Lama tak ada tanda-tanda dilihat,
dibaca, dicelupin eh dibalas maksudnya. Duh jaman udah semakin canggih tapi
ternyata menghubungi orang juga rada-rada susah. Enggak kehabisan akal, kubuka
aplikasi Instagram dan meninggalkan sebuah komentar di salah satu fotonya agar
menghubungiku di BBM. Dan ajaib langsung
ada nada pesan masuk dan ternyata dari dia. Tak lama pesan berderet yang
intinya sama seperti yang kukirim ke Tika terkirim padanya.
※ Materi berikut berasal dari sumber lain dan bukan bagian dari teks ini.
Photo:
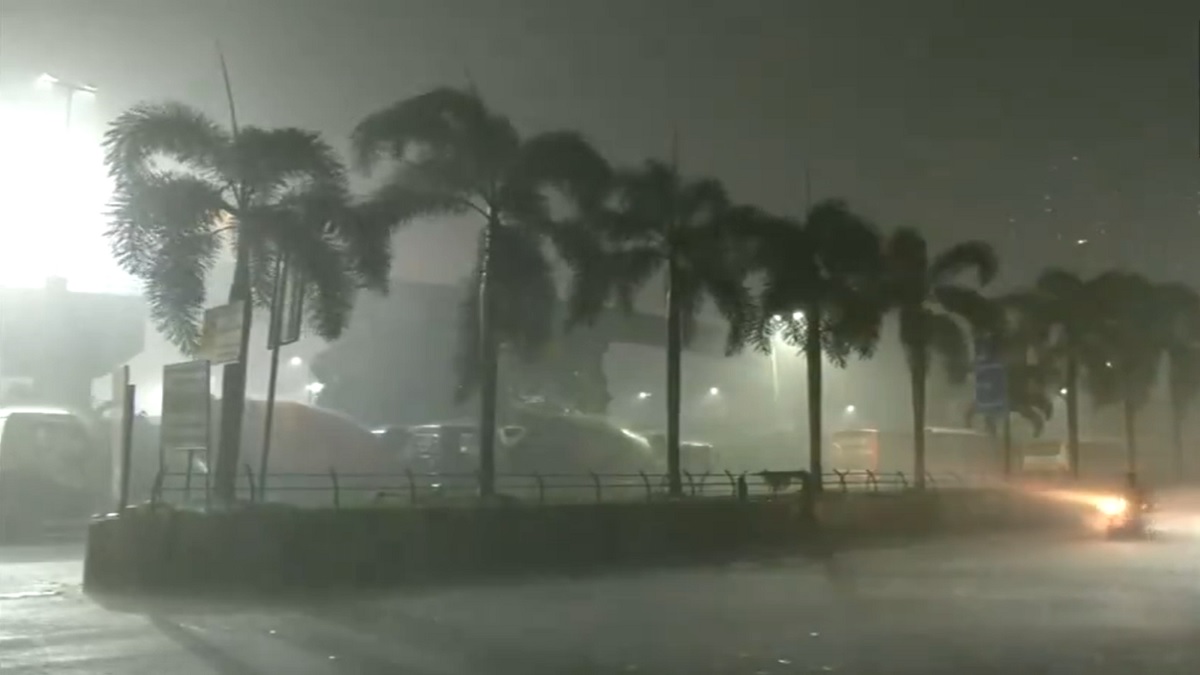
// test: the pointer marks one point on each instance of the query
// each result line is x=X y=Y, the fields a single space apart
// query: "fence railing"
x=336 y=489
“Ayok, jam berapa? Ketemu dimana?”
respon cepat dari Mas Fahmi.
“Pagian gimana? Jam tujuh gitu
aku berangkat dari rumah.” BBM terkirim secepat kilat (efek pakai simpati dan
bukan iklan apalagi endorse).
“Aku bisanya jam 9 baru berangkat
dari rumah, kita ketemuan di Alun-Alun Bangkalan aja. Sekalian gitu ke kolam
renang yang di Jaddih”
Gagal sudah rencana berangkat
pagi biar enggak pulang terlalu sore. Aku mulai tak bisa berpikir jernih karena
jam malam yang biasanya disebut jam goblok ditambah lagi sedang haha hihi main Ingress
di warung kopi Cak To sama teman-teman Enlight yang lain. Kubalas singkat saja,
kalo nanti aku BBM lagi karena masih di luar rumah.
Esok paginya subuh-subuh sebuah
BBM yang berisi rute ke Jaddih sudah melayang ke Mas Fahmi. Sudah lima menit
berlalu tapi Cuma tanda centang yang terlihat. Tadinya masih asik aja mungkin
dia sedang kesiangan seperti sebuah cerita dari Bang Enzat yang pernah kubaca
saat mereka melancong ke Sumbawa. Tapi setelah sebuah PING yang juga kukirim
tak kunjung berbalas mulailah panik mendera. Satu-satunya yang bisa jadi teman
curhat cuma Bang Enzat. Dan Bang Enzat kasih saran kalau ditelpon aja. Duh lupa
aku kalau gak punya nomornya, lalu dia memberiku dua nomor Mas Fahmi. Setelah
coba aku simpan dulu eh lah kok di kontak telpon ada nama Fahmie Ahmad dan
ternyata aku pernah berkirim Whats App dengannya. Duh pikun deh, haha... tapi
setelah coba telpon, ternyata masa aktif kartuku indosatku yang habis dan
telkomsel cuma ada paket internet. Sebuah pengakuan memalukan itu melayang juga
ke BBM Bang Enzat. Akhirnya Bang Enzat yang coba telpon ke nomor-nomor Mas
Fahmi tapi semuanya gak bisa dihubungi.
“Tik, kita berangkatnya nunggu
kabar temenku dulu ya? Dia katanya bisa kalau jam 9 tapi sekarang gak bisa
ditelpon atau BBM. Ntar kalau gak bisa kita berangkat sendiri tapi gak usah ke
kolam renang Jaddih. Aku Cuma tau jalan ke Mercusuar.”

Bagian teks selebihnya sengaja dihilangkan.